Salve, sono Ed Kemper

Salve, sono Ed Kemper

E facciamocelo questo viaggio attraverso la mente umana. Inoltrandosi nei territori più impervi – di solito – ci si accorge di ‘qualcosa’ che, pure davanti agli occhi, ci si mostra velato. Qualcosa che, spesso, non amiamo vedere di noi stessi. Troppo complicato farci i conti. Troppo doloroso ammettere di non essere quel che avevamo immaginato o quel che avremmo voluto. Decisamente biasimevole, ritrovarsi faccia a faccia con emozioni sconvenienti, scomode… talvolta neppure spiegabili.

Così, ci voltiamo, guardiamo altrove, facciamo finta di nulla finché, qualcuno, un Signor nessuno fino a quel momento, arriva a ricordarci a che punto siamo.

Ed ripercorre, nel carattere, il perfetto prototipo del serial killer. Quando si dice, per quella certa cosa: “Sei portato…“. Ebbene, ha sempre nutrito una verace – e vorace – predisposizione verso il crimine. Una carriera iniziata, pensate, a 15 anni. Che dire, si tratta di genuino talento.

Figlio non unico, ma unico maschio. Sagittario. Il che lo porrebbe tra i caratteri più schiettamente comunicativi e generosi dello zodiaco. Ma, evidentemente, quel 18 dicembre 1948, qualcosa deve essere andato storto. Uno stridore, che da sussurro si deve essere trasformato, negli anni, in urlo accorato. Si divertiva a torturare gli animali, raccontano le cronache. Li uccideva. Adorava appiccare incendi.

Ed il devastatore, assai probabilmente, manifestava un cuore, a sua volta, devastato. Quando i suoi si separarono, nel 1957, si trasferì in Montana, con la madre. Una donna, pare, violenta. Lo picchiava e lo umiliava di continuo. Lo costringeva a dormire in cantina, temendo potesse violentare la sorellina.

Del resto, non funziona così? Le prime esperienze si fanno in casa… Scappato, nell’estate del 1963, alla ricerca del padre, venne affidato, invece, ai nonni, che papà Edmund, di lui, non ne voleva sapere. Non, evidentemente, una grande idea. Il 27 agosto 1964 Kemper sparò all’anziana. “Volevo solo sentire cosa si provava ad uccidere“, si giustificherà poi. Per poi proseguire con il consorte, affinché “Non si arrabbiasse“. Niente male come prologo, se si pensa che il ragazzo non aveva neppure compiuto i 16 anni.

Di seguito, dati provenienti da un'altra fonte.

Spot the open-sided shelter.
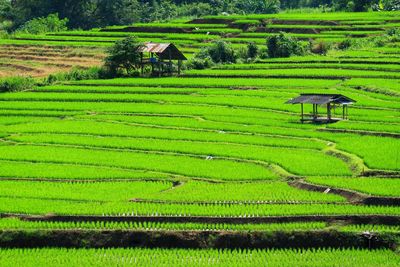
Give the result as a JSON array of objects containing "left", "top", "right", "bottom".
[
  {"left": 286, "top": 94, "right": 356, "bottom": 123},
  {"left": 139, "top": 42, "right": 187, "bottom": 76}
]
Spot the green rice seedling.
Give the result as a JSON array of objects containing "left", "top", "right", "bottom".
[
  {"left": 307, "top": 177, "right": 400, "bottom": 197},
  {"left": 0, "top": 248, "right": 399, "bottom": 267}
]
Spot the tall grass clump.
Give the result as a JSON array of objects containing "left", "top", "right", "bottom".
[{"left": 0, "top": 76, "right": 35, "bottom": 93}]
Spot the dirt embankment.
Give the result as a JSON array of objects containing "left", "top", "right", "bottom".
[
  {"left": 0, "top": 214, "right": 400, "bottom": 225},
  {"left": 0, "top": 230, "right": 398, "bottom": 249},
  {"left": 289, "top": 180, "right": 400, "bottom": 206}
]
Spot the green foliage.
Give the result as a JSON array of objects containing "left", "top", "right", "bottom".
[
  {"left": 206, "top": 40, "right": 237, "bottom": 63},
  {"left": 0, "top": 248, "right": 399, "bottom": 267},
  {"left": 185, "top": 56, "right": 214, "bottom": 70},
  {"left": 44, "top": 67, "right": 112, "bottom": 85},
  {"left": 0, "top": 76, "right": 35, "bottom": 92},
  {"left": 267, "top": 32, "right": 305, "bottom": 58},
  {"left": 18, "top": 14, "right": 68, "bottom": 34},
  {"left": 247, "top": 43, "right": 258, "bottom": 59},
  {"left": 105, "top": 36, "right": 143, "bottom": 75}
]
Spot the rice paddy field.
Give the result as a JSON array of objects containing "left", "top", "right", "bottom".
[{"left": 0, "top": 9, "right": 400, "bottom": 266}]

Era bravo a conquistarsi la fiducia della gente. Un manipolatore provetto, tanto da adescare persino, con i modi di fare, lo psicologo, che se ne prendeva cura presso l’Ospedale Psichiatrico Criminale di Atascadero. Ne divenne l’assistente, ci credereste? Si comportava in maniera esemplare. Per cui, dopo aver scontato una pena di meno di cinque anni di detenzione, venne rilasciato, in data del suo 21° compleanno. Tornò a vivere con la madre ma il ragazzino, adesso, aveva lasciato il posto a qualcos’altro. Un omone, di oltre 2 metri. 136 kg di pericolo. Una mina vagante, che rischierà di trovare impiego, addirittura, tra le fila dello Stato. L’ingresso in polizia, per fortuna, si rivelò infruttuoso.

Eppure, dietro quella facciata linda, Big Ed – così lo chiamavano amici e conoscenti – macerava marciume. Ci volle poco perché si passasse, uno via l’altro, a strangolamenti, assalti con arma bianca. Poi da fuoco… Poi, ancora, atti di mutilazione, necrofilia, cannibalismo. Non bastava mai..

Tra il maggio 1972 e il febbraio dell’inverno successivo, Kemper uccise sei autostoppiste, nella zona di Santa Cruz. Fece scempio dei loro cadaveri, senza battere ciglio. Prima di farle a pezzi le trascinava in casa, per scattare qualche foto ricordo, mettiamola così. Scatti hot, in tutti i sensi. I resti, più in là, si dovette cercarli in giro, sparsi sul ciglio della strada o in fondo alle scarpate. Questione di… creatività.

Un gioco macabro, perpetrato a lungo.

Ho divorato, in parte, la mia terza vittima“, racconterà dal carcere. “Ho tagliato alcuni pezzetti di carne che avevo messo nel freezer. Una volta scongelata, l’ho cotta in un pentolino, con delle cipolle. Poi, ho aggiunto della pasta e del formaggio“. Ammissione… vanto? Chi può giudicarlo?

Fino a quell’inesorabile 20 aprile. Era il momento che, colei che aveva causato così tanto disturbo, pagasse. La uccise nel sonno, a colpi di martello. Poi la decapitò, ne violentò il cadavere e posò la testa sulla mensola del caminetto. Un trofeo? Niente affatto. Più modestamente, un bersaglio per le freccette. Le strappò – si narra – financo le corde vocali. Poi le gettò nel tritacarne. “Non aveva fatto altro che urlare e infierire contro di me, per anni“, spiegherà. Come biasimarlo? Stessa sorte, che di sentirsi sicuri non si finisce mai, per la migliore amica della madre, la 59enne Sally Hallett. Appena varcata la soglia di casa, poteva già considerarsi morta.

Era convinto, senza che neppure lo cercassero, di trovarsi nel mirino della polizia. Assurdo, presa coscienza che nessun agente era sulle sue tracce, chiamò egli stesso, confessando gli omicidi. Otto, in meno di un anno, più i due commessi da adolescente. Una carneficina.

Si riporta di Lui che fu un detenuto modello. Laureato, fece da tramite tra gli altri detenuti e gli psichiatri, divenne un prolifico lettore di audiolibri per non vedenti e, a parte qualche contrasto con l’altro serial killer, Herbert Mullin, di cui si trovò, per un certo periodo, confinante di cella, rimase irreprensibile.

A parte questo, nessun segno di pentimento. Nessuna scusa ai parenti delle vittime, nessun rimorso, come se la coscienza si fosse inabissata. Per sempre.